Vous vendez votre véhicule…. ce que dit la loi à propos du contrôle technique

REFERENCE : https://www.legifrance.gouv.fr/affichCode.do;jsessionid=7CB1350AE7D8C1F065F9560E36ABC371.tpdila16v_1?cidTexte=LEGITEXT000006074228&dateTexte=20170329

Section 1 : Dispositions générales
ARTICLE R323-1 DU CODE DE LA ROUTE

TOUT PROPRIETAIRE d’un véhicule mentionné au présent chapitre n’est autorisé à le mettre ou le maintenir en circulation qu’après un contrôle technique ayant vérifié qu’il est en bon état de marche et en état satisfaisant d’entretien.
Ce contrôle est effectué à l’initiative du propriétaire, le VENDEUR, dans les délais prescrits et à ses frais.
Le fait pour tout propriétaire de mettre ou maintenir en circulation un véhicule sans avoir satisfait aux obligations de contrôle technique fixées par le présent chapitre est puni de l’amende prévue pour les contraventions de la quatrième classe.
L’immobilisation peut être prescrite dans les conditions prévues aux articles L. 325-1 à L. 325-3.
A défaut de présentation aux contrôles techniques obligatoires ou dans le cas où les réparations ou aménagements prescrits par l’expert chargé des contrôles techniques ne sont pas exécutés, la mise en fourrière peut également être prescrite.

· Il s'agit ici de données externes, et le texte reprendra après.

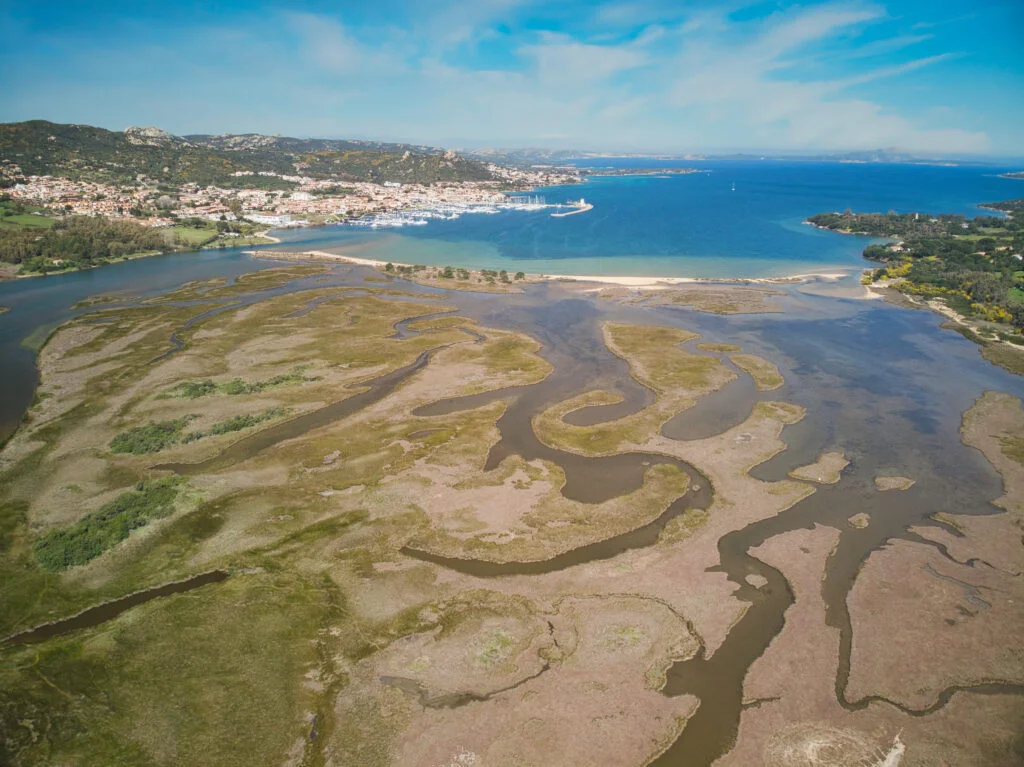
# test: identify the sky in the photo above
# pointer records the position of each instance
(927, 77)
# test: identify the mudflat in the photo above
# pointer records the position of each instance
(455, 530)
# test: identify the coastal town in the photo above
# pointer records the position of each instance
(311, 201)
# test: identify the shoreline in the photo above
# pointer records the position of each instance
(14, 275)
(623, 281)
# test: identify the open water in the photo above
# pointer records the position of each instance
(675, 225)
(682, 225)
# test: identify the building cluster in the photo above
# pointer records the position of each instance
(313, 200)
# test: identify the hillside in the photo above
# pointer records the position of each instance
(82, 152)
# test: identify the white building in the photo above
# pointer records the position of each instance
(272, 219)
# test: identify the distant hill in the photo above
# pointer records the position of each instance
(82, 152)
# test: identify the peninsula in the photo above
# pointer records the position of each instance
(75, 197)
(970, 269)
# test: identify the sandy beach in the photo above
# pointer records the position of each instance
(654, 283)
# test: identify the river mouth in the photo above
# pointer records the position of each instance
(851, 405)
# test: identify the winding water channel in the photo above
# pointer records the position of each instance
(897, 415)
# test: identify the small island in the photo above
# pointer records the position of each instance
(640, 171)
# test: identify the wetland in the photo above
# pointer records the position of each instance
(563, 525)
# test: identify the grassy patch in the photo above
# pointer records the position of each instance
(153, 437)
(175, 686)
(679, 377)
(194, 237)
(237, 386)
(238, 423)
(107, 526)
(1013, 448)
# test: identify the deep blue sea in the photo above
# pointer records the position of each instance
(691, 225)
(683, 225)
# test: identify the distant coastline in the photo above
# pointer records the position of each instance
(617, 280)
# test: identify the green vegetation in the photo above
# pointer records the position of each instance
(975, 265)
(81, 152)
(79, 242)
(107, 526)
(196, 389)
(238, 423)
(17, 216)
(764, 373)
(153, 437)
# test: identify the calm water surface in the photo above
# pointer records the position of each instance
(682, 225)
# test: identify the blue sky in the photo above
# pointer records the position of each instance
(924, 76)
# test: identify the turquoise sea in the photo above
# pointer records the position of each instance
(689, 225)
(682, 225)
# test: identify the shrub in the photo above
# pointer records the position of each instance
(107, 526)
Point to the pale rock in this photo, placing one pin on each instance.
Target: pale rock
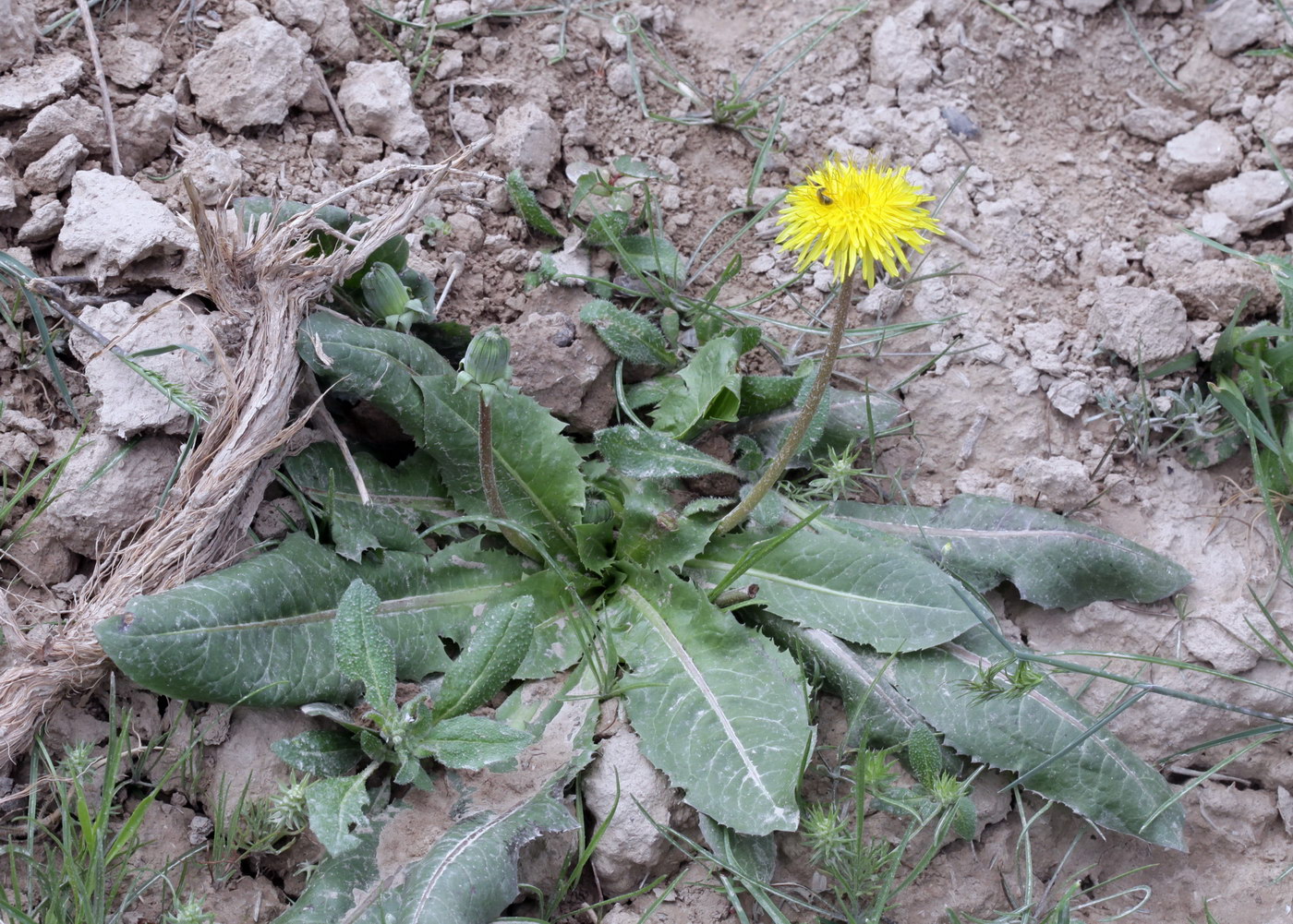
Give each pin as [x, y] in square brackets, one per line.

Section 2 : Dispositions applicables aux voitures particulières et aux camionnettes
ARTICLE R323-6 DU CODE DE LA ROUTE

I. – Les voitures particulières et les camionnettes doivent faire l’objet :
D’un contrôle technique dans les SIX MOIS qui précèdent la fin du délai de QUATRE ANS à partir de la date de PREMIERE MISE EN CIRCULATION ;
ENSUITE, d’un contrôle technique périodique, renouvelé au plus tard tous les DEUX ANS ;
Avant toute vente, cession, etc…, intervenant plus tard que le délai de quatre ans prévu au 1° ci-dessus, d’un contrôle technique datant de moins de six mois par rapport à la date de demande d’établissement du nouveau certificat d’immatriculation par l’acheteur.
II. – En outre, les camionnettes doivent faire l’objet, dans les deux mois précédant l’expiration d’un délai d’un an après chaque contrôle technique réalisé à partir du 1er janvier 1999, d’un contrôle technique complémentaire portant sur le contrôle des émissions polluantes.
III. – Ne sont pas soumis à ces obligations les véhicules devant subir un contrôle technique en application d’une réglementation spécifique, notamment les véhicules de moins de dix places, conducteur compris, affectés au transport public de personnes, les véhicules utilisés pour les transports sanitaires terrestres, les véhicules utilisés pour l’enseignement de la conduite des véhicules à moteur, les véhicules utilisés dans le cadre de l’exploitation des entreprises de remise et de tourisme, ainsi que les taxis et les voitures de remise.
IV. – Au titre des mesures prises sur le fondement de l’article 15 du décret n° 2001-449 du 25 mai 2001 et en application d’un plan de protection de l’atmosphère, le préfet peut étendre par arrêté l’obligation de visite complémentaire visée au II, pour les voitures particulières autres que celles mentionnées au III ci-dessus et au I de l’article R318-2, immatriculées dans le département. Il en informe les ministres chargés des transports et de l’environnement.